A sentence Phi is truth functional if and only if the truth or falsity of the sentence is a function of the assignment of truth or falsity to the atomic sentences occurring in Phi.

I don't know what you mean by an inference rule being truth functional.

But an inference rule may be truth preserving, as RAA is:

RAA is among the natural deduction rules. And regarding those rules:

If the rules provide that P is provable from a set of premises G, then any model in which the sentences in G is true is a model in which P is true.

why can we read a→(b∧¬b) as "a implies a contradiction" — Lionino

I would not accept that reading, for the reasons I mentioned several posts ago.

Most briefly: Yes, if P implies Q & ~Q, then P implies a contradiction. But that is a remark about "P -> (Q & ~Q)" and not a translation of it.

I am simply misunderstanding what "→(B(x)∧¬B(x)" means, it can't be just "any contradiction", as Tones has pointed. — Lionino

What I say is that "P implies a contradiction" is not a translation of "P -> (Q & ~Q).

One must think about the difference between a reductio ad absurdum and a direct proof — Leontiskos

To prove a negation, we must have a rule to use to do that. And any alternative (that adheres to soundness and provides for the completeness of the calculus) to modus tollens or RAA would be equivalent with them in the sense that the resulting systems would provide the same inferences as each other.

in your reductio you do not treat the contradiction as false — Leontiskos

The inference rules don't opine as to falsity. Rather, syntactically, when a contradiction results from a conditional premise, then the rules allows ending the proof with the negation of the conditional premise and discharging the conditional premise. (Same for subproofs within a proof.)

Truth and falsehood are handled in the semantics.
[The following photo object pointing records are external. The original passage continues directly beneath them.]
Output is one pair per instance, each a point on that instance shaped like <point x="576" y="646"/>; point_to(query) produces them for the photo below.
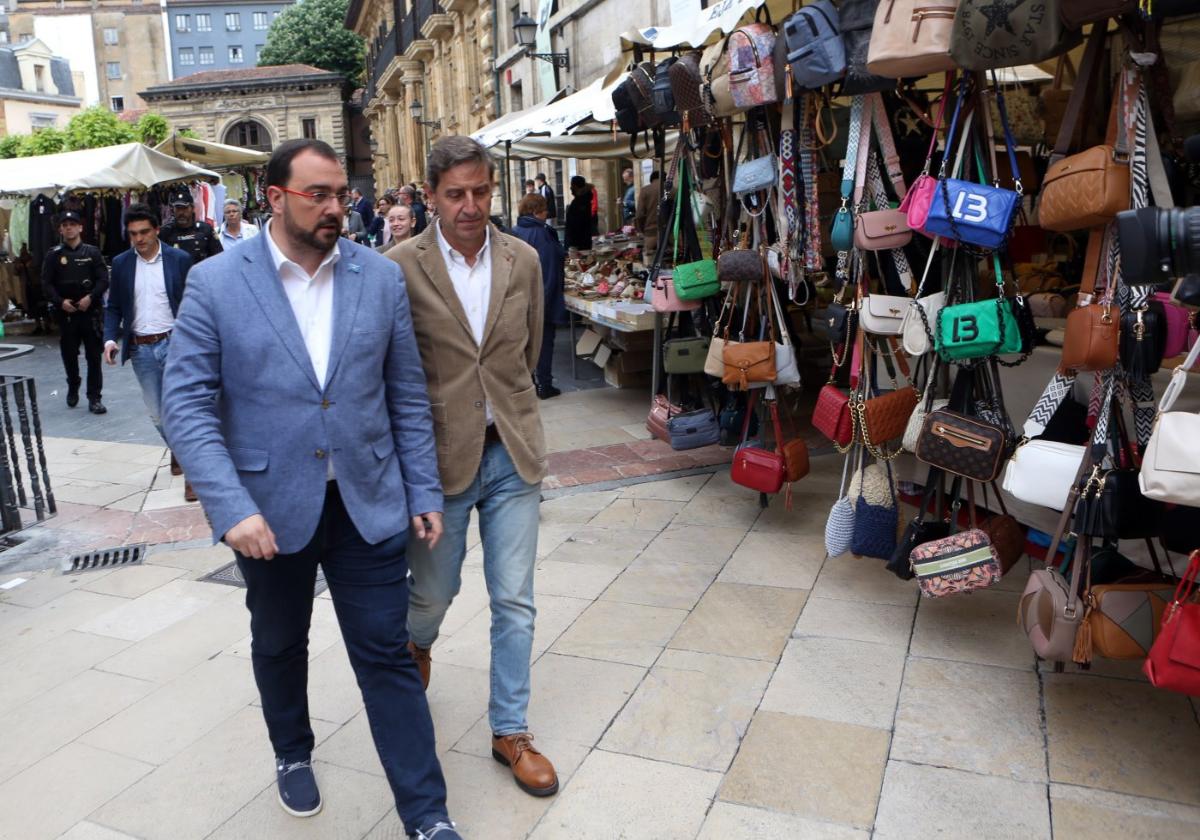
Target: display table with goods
<point x="1006" y="337"/>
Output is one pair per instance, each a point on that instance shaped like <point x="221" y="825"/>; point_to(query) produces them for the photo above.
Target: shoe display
<point x="424" y="660"/>
<point x="299" y="795"/>
<point x="531" y="769"/>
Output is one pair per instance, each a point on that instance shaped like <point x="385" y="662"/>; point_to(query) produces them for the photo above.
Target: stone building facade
<point x="257" y="107"/>
<point x="118" y="45"/>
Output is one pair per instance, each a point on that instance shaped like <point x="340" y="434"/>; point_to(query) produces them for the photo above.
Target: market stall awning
<point x="130" y="166"/>
<point x="723" y="17"/>
<point x="210" y="154"/>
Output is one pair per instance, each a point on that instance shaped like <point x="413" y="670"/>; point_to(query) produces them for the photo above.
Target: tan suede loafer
<point x="532" y="771"/>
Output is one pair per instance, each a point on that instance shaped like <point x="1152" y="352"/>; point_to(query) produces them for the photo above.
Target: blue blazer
<point x="252" y="427"/>
<point x="119" y="309"/>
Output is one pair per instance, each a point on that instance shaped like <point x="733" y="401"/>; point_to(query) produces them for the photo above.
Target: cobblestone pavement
<point x="702" y="671"/>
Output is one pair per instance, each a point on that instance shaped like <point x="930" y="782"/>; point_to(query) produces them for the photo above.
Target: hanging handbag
<point x="912" y="37"/>
<point x="816" y="54"/>
<point x="1174" y="659"/>
<point x="751" y="65"/>
<point x="1029" y="33"/>
<point x="1170" y="466"/>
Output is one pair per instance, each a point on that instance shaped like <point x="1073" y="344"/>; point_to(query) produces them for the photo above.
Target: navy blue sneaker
<point x="442" y="829"/>
<point x="298" y="787"/>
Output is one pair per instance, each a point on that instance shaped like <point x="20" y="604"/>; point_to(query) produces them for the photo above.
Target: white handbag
<point x="882" y="315"/>
<point x="1170" y="467"/>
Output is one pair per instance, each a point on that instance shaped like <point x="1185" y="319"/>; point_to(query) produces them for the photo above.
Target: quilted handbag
<point x="755" y="175"/>
<point x="816" y="53"/>
<point x="696" y="281"/>
<point x="1174" y="659"/>
<point x="978" y="329"/>
<point x="691" y="430"/>
<point x="883" y="315"/>
<point x="751" y="65"/>
<point x="961" y="562"/>
<point x="688" y="93"/>
<point x="832" y="415"/>
<point x="685" y="355"/>
<point x="961" y="445"/>
<point x="912" y="37"/>
<point x="1170" y="466"/>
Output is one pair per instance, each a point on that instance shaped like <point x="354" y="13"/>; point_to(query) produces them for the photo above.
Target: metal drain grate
<point x="231" y="576"/>
<point x="106" y="558"/>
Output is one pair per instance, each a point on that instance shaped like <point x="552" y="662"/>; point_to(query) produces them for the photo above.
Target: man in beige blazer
<point x="475" y="295"/>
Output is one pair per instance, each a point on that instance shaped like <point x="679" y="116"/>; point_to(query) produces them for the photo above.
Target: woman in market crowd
<point x="579" y="215"/>
<point x="234" y="228"/>
<point x="532" y="227"/>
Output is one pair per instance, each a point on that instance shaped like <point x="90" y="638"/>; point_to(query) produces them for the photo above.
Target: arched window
<point x="249" y="135"/>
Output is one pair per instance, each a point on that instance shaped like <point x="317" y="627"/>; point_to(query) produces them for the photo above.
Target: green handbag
<point x="697" y="280"/>
<point x="684" y="355"/>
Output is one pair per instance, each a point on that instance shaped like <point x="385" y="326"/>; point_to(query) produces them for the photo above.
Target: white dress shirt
<point x="151" y="306"/>
<point x="472" y="283"/>
<point x="312" y="304"/>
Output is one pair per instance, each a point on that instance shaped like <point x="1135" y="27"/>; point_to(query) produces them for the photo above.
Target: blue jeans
<point x="508" y="525"/>
<point x="369" y="586"/>
<point x="149" y="361"/>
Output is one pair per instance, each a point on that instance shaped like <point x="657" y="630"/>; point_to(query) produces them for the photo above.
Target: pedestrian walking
<point x="532" y="228"/>
<point x="477" y="310"/>
<point x="198" y="239"/>
<point x="75" y="280"/>
<point x="147" y="288"/>
<point x="319" y="451"/>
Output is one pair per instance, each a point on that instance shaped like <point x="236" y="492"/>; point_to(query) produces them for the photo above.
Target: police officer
<point x="198" y="239"/>
<point x="75" y="280"/>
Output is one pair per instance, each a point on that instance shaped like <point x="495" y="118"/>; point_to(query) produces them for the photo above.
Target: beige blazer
<point x="462" y="375"/>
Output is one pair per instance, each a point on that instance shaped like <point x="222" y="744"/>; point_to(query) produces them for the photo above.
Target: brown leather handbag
<point x="1089" y="189"/>
<point x="1093" y="329"/>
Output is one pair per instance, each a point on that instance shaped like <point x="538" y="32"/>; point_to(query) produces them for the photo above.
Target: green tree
<point x="151" y="130"/>
<point x="42" y="142"/>
<point x="313" y="31"/>
<point x="96" y="127"/>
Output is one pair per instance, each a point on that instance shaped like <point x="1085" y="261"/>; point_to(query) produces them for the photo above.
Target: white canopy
<point x="130" y="166"/>
<point x="213" y="154"/>
<point x="723" y="17"/>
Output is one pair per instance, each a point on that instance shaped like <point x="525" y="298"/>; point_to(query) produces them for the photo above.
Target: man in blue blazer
<point x="144" y="294"/>
<point x="297" y="402"/>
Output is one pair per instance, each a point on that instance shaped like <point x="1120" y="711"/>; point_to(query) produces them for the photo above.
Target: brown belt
<point x="151" y="340"/>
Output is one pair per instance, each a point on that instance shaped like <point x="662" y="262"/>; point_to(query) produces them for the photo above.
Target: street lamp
<point x="526" y="30"/>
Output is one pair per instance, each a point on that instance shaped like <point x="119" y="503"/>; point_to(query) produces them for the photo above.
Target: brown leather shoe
<point x="424" y="660"/>
<point x="532" y="771"/>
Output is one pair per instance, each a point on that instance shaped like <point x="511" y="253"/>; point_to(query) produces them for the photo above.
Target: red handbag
<point x="1174" y="660"/>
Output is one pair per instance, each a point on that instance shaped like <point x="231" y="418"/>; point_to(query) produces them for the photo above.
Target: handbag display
<point x="1174" y="659"/>
<point x="1027" y="33"/>
<point x="1170" y="466"/>
<point x="816" y="54"/>
<point x="751" y="51"/>
<point x="961" y="445"/>
<point x="912" y="37"/>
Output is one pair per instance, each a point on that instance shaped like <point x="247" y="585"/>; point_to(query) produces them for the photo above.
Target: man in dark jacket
<point x="533" y="229"/>
<point x="579" y="215"/>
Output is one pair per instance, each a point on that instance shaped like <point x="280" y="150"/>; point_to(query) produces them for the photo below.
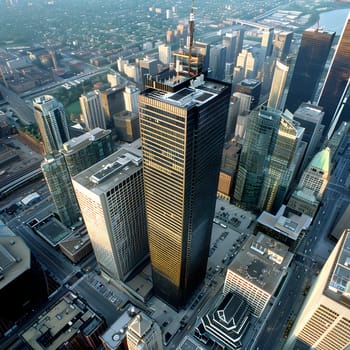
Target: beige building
<point x="257" y="271"/>
<point x="144" y="333"/>
<point x="324" y="320"/>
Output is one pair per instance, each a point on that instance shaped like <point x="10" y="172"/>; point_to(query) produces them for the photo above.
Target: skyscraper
<point x="267" y="161"/>
<point x="278" y="85"/>
<point x="58" y="180"/>
<point x="111" y="197"/>
<point x="281" y="45"/>
<point x="144" y="333"/>
<point x="337" y="81"/>
<point x="182" y="132"/>
<point x="324" y="320"/>
<point x="313" y="52"/>
<point x="217" y="62"/>
<point x="51" y="119"/>
<point x="91" y="107"/>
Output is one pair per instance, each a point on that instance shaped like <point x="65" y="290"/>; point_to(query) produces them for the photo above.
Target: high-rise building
<point x="83" y="151"/>
<point x="313" y="52"/>
<point x="337" y="83"/>
<point x="267" y="39"/>
<point x="111" y="197"/>
<point x="281" y="45"/>
<point x="252" y="88"/>
<point x="51" y="119"/>
<point x="324" y="320"/>
<point x="308" y="194"/>
<point x="257" y="271"/>
<point x="182" y="132"/>
<point x="144" y="333"/>
<point x="112" y="102"/>
<point x="91" y="107"/>
<point x="278" y="85"/>
<point x="217" y="62"/>
<point x="58" y="180"/>
<point x="310" y="118"/>
<point x="268" y="160"/>
<point x="164" y="52"/>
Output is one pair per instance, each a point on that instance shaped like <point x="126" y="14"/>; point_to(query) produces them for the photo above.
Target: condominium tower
<point x="324" y="320"/>
<point x="313" y="52"/>
<point x="182" y="127"/>
<point x="51" y="119"/>
<point x="110" y="194"/>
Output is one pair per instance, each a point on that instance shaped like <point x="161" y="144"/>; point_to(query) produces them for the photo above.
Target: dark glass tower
<point x="182" y="132"/>
<point x="336" y="82"/>
<point x="312" y="56"/>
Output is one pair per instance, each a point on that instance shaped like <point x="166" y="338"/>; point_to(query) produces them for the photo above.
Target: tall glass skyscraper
<point x="313" y="52"/>
<point x="51" y="119"/>
<point x="182" y="132"/>
<point x="337" y="82"/>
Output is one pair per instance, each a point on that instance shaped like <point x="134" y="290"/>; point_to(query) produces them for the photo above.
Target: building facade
<point x="111" y="197"/>
<point x="312" y="56"/>
<point x="324" y="320"/>
<point x="58" y="180"/>
<point x="182" y="134"/>
<point x="92" y="110"/>
<point x="51" y="119"/>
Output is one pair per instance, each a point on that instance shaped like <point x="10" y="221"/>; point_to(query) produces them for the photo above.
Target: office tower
<point x="144" y="333"/>
<point x="67" y="324"/>
<point x="281" y="45"/>
<point x="147" y="66"/>
<point x="51" y="119"/>
<point x="337" y="82"/>
<point x="58" y="180"/>
<point x="217" y="62"/>
<point x="313" y="52"/>
<point x="310" y="118"/>
<point x="111" y="197"/>
<point x="112" y="102"/>
<point x="182" y="132"/>
<point x="278" y="85"/>
<point x="257" y="271"/>
<point x="228" y="171"/>
<point x="230" y="42"/>
<point x="267" y="162"/>
<point x="164" y="52"/>
<point x="91" y="108"/>
<point x="83" y="151"/>
<point x="266" y="40"/>
<point x="248" y="62"/>
<point x="282" y="164"/>
<point x="324" y="320"/>
<point x="308" y="194"/>
<point x="226" y="323"/>
<point x="127" y="126"/>
<point x="252" y="88"/>
<point x="131" y="94"/>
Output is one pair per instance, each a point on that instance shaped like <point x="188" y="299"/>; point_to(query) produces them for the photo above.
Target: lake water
<point x="334" y="20"/>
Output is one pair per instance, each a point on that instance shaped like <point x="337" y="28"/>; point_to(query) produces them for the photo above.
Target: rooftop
<point x="14" y="259"/>
<point x="286" y="222"/>
<point x="81" y="141"/>
<point x="59" y="324"/>
<point x="262" y="261"/>
<point x="114" y="169"/>
<point x="198" y="93"/>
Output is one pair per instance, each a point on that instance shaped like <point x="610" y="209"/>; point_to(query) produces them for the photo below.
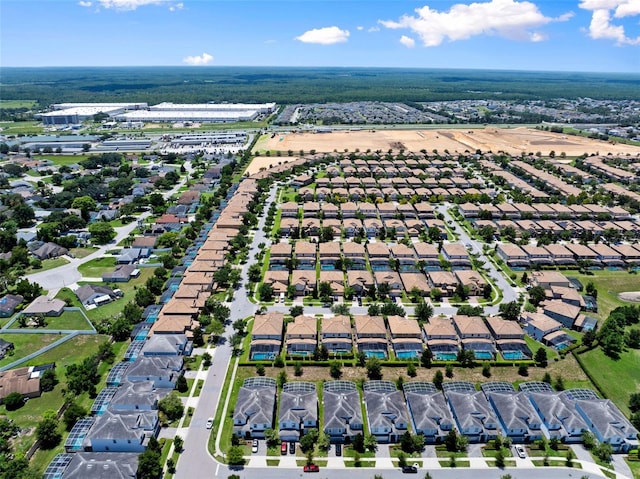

And we show that the syntax and semantics are in accord as:

For any set of sentences G and any sentence P:

P is provable from G if and only if there is no model in which all the members of G are true and P is false.

Intuitively, a 'model' represents a possible set of circumstances.

In other words, if P is provable from G, there is no set of circumstances in which all the sentences in G are true but P is false.

And we prove that rigorously.

Modus tollens is an inference rule or axiom, depending on the system. That's syntactical.

The notion of falsity is semantical.

Syntax and semantics work in synch in classical logic. But to use modus tollens in and of itself does not require mentioning falsity.

To add to my remarks about the number of posts and length of posts. A reply to a short post or to a small portion of a post can be long because of the number, extent and fundamental nature of the errors or even one error in the short post. And beyond that, anyone should be welcome to expatiate as much as they like. At least for me, that's at the heart of an open forum: People get to share their ideas, beliefs, knowledge, and disagreements without being limited by arbitrary restrictions. Again, I think about how petty, hypocritical, and close minded the poster is when he posts so very much yet begrudges someone else from answering with posts in a row, especially given such obvious conditions as catching up after being away for even a few days or posting in hours when others are not.